Subsequently, the rare earth metal is coated on the emitter surface of the metal anode made of the binary alloy using a vacuum deposition method, etc. to prepare a metal cathode according to the present invention, and the cathode structure after cutting or molding to suit the cathode structure of the electron tube. Mount on.

The metal cathode for an electron tube according to the present invention may be used in a direct type cathode structure, but is preferably used in a heat radiation type cathode structure as shown in FIG. 3.

That is, referring to Figure 3, the metal cathode 33 of the present invention made of a binary alloy 31 having the rare earth metal coating layer 32 is welded to the upper portion of the sleeve 35, the heater 34 is embedded Therefore, it is preferable to use it as a hot electron emission material of the heat radiation type cathode structure.

The present invention will be described in detail with reference to the following examples, but the present invention is not limited to the following examples.

<Example 1>

First, 4.6 g of ingot form Pt and 0.5 g of Ba are placed in an arc furnace.
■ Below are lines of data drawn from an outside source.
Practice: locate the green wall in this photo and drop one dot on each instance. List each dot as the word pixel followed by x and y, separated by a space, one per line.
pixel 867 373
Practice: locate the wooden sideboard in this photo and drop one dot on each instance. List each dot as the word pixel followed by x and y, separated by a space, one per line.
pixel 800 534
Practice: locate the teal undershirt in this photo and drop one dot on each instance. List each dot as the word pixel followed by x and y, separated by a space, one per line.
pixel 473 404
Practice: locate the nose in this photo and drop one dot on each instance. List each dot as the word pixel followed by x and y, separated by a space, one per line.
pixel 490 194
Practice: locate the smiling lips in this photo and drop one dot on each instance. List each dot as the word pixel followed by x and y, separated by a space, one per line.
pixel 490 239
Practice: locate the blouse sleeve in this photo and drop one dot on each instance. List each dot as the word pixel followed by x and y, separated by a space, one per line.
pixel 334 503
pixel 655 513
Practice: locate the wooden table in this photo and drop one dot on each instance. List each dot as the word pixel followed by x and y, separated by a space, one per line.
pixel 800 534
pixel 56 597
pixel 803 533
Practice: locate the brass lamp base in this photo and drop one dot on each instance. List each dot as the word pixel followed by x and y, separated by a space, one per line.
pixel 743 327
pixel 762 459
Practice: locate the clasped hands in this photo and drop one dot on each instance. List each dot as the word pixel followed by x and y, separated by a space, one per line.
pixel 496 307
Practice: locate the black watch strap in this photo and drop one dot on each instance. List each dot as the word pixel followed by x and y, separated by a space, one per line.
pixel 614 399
Subsequently, Ar gas was injected after the inside of the arc furnace was kept in a vacuum state. Then, a voltage was applied to the arc furnace to melt the Pt and Ba metals and to alloy the two metals well. The ingot thus obtained was repeated three times to melt the chemical and microstructure uniformity of the alloy. Finally, a binary alloy composed of 92 wt% Pt and 8 wt% Ba was prepared.

After forming a Sc coating layer having a thickness of 3000 kPa on the metal cathode made of a binary alloy by using a vacuum deposition method, and heat treatment at about 1,000 ℃ in hydrogen or nitrogen atmosphere to prepare a cathode according to the present invention.

The metal cathode was cut and welded to the upper portion of the heat dissipating cathode structure shown in FIG. 3, and then the operating temperature was measured. The results of the measurement are shown in Table 1 below. It was.

<Example 2>

A metal cathode was prepared in the same manner as in Example 1 except that the coating layer was formed using Y instead of Sc. The metal cathode thus obtained was cut and welded to the upper portion of the heat dissipating cathode structure shown in FIG. 3, and then the operating temperature was measured, and the measurement results are shown in Table 1 below. Indicated.

Comparative Example 1

A metal anode was manufactured in the same manner as in Example 1 except that the coating layer was not formed on the metal anode made of a binary alloy. The metal cathode thus obtained was cut and welded to the upper portion of the heat dissipating cathode structure shown in FIG. 3, and then the operating temperature was measured, and the measurement results are shown in Table 1 below. Indicated.

Alloy type Operating temperature (℃) Example 1 Pt-Ba-Sc Coating Layer 1150 Example 2 Pt-Ba-Y coating layer 1180 Comparative Example 1 Pt-Ba 1220

Referring to Table 1 and the accompanying FIG. 2, the metal cathodes (Examples 1 and 2) according to the present invention in which a rare earth metal coating layer is formed on the emitter surface of the metal anode made of a binary alloy are conventional binary alloys. It can be seen that the operating temperature is about 40 to 70 ° C. lower than the metal cathode (Comparative Example 1), and the current density is also improved by 50% or more at the same temperature.

The metal cathode according to the present invention can lower the operating function to lower the operating temperature, increase the electron emission ability, and can be used for a long time at high current density, so in response to the trend of large size, long life, high resolution, high brightness It can be usefully used as a cathode material of an electron beam device such as a CRT, an imaging tube, and the like.

Claims (3)

A coating layer made of at least one rare earth metal selected from the group consisting of Sc, Y, La, Ce, Pr, Nd, and Sm is formed on the emitter surface of the metal cathode composed of 0.1 to 20% by weight of barium and the balance of platinum. A hot electron emission metal cathode for an electron beam device. The hot electron emission metal cathode for an electron beam apparatus according to claim 1, wherein the coating layer has a thickness of 500 kPa to 30000 kPa. A heat radiation type negative electrode structure comprising the metal negative electrode according to claim 1.